On Sat, 11 Aug 2012 15:30:31 -0300, Muhammad Gelbana <m.gelb...@gmail.com>
wrote:
I've never used Vaadin but what I can say about it after I visited it's
website is that it's much more UI component rich when compared to
tapestry but it has no IoC support. Of course the lack of UI components
in t5 can be mitigated by using external libraries\frameworks but I'm
comparing based on the OTB features
From Tapestry side:
* Using HTML, CSS and JavaScript directly.
* Live class reloading
* You can change almost anything in the framework without needing to touch
its source: service override, advice, decoration.
* It's very easy and quick and painless to write new components.
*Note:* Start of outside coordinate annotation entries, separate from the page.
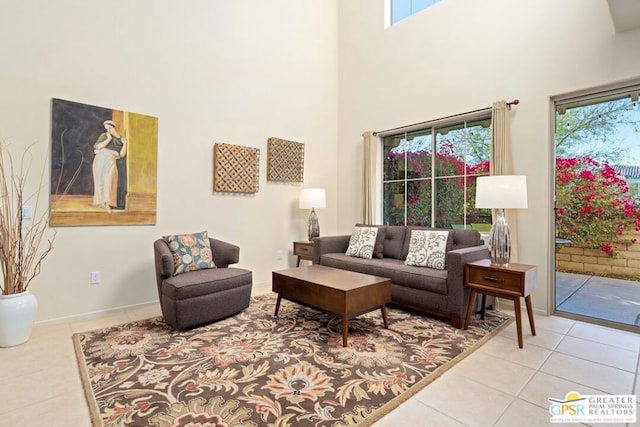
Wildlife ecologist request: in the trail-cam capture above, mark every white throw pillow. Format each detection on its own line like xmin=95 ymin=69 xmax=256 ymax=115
xmin=345 ymin=227 xmax=378 ymax=259
xmin=404 ymin=230 xmax=449 ymax=270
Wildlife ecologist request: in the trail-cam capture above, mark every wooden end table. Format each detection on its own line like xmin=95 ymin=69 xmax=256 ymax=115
xmin=293 ymin=242 xmax=313 ymax=267
xmin=464 ymin=259 xmax=537 ymax=348
xmin=272 ymin=265 xmax=391 ymax=347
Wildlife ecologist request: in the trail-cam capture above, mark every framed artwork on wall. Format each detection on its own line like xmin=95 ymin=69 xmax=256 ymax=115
xmin=49 ymin=98 xmax=158 ymax=226
xmin=213 ymin=142 xmax=260 ymax=193
xmin=267 ymin=138 xmax=304 ymax=182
In GWT
and Vaadin, creating your own component which uses JavaScript is actually
discouraged: see the bottom of
https://developers.google.com/web-toolkit/doc/latest/DevGuideUiCustomWidgets.
My argument here is that there's no framework that will provide you 100%
of your component needs, so you'll eventually need to write your own and
you'll hope you have chosen a framework that makes it easy.
* Very high source code quality and test code coverage.
* You can use client-side-focused frameworks like GWT on the top of
Tapestry if you want or need. Someone has already done GWT on Tapestry.
Google it.
And don't forget that Vaadin is basically GWT plus some server-side stuff.
that requires no efforts to import.
How much effort is needed to get some third-party package like
tapestry-jquery to work in Tapestry? Just add it to the classpath. If use
use some dependency management tool like Maven, Ivy or Gradle, just add
the dependency to the configuration and the tool will do it for you. If
not, download the JAR and configure your project to include it in your
classpath. It couldn't be easier or faster.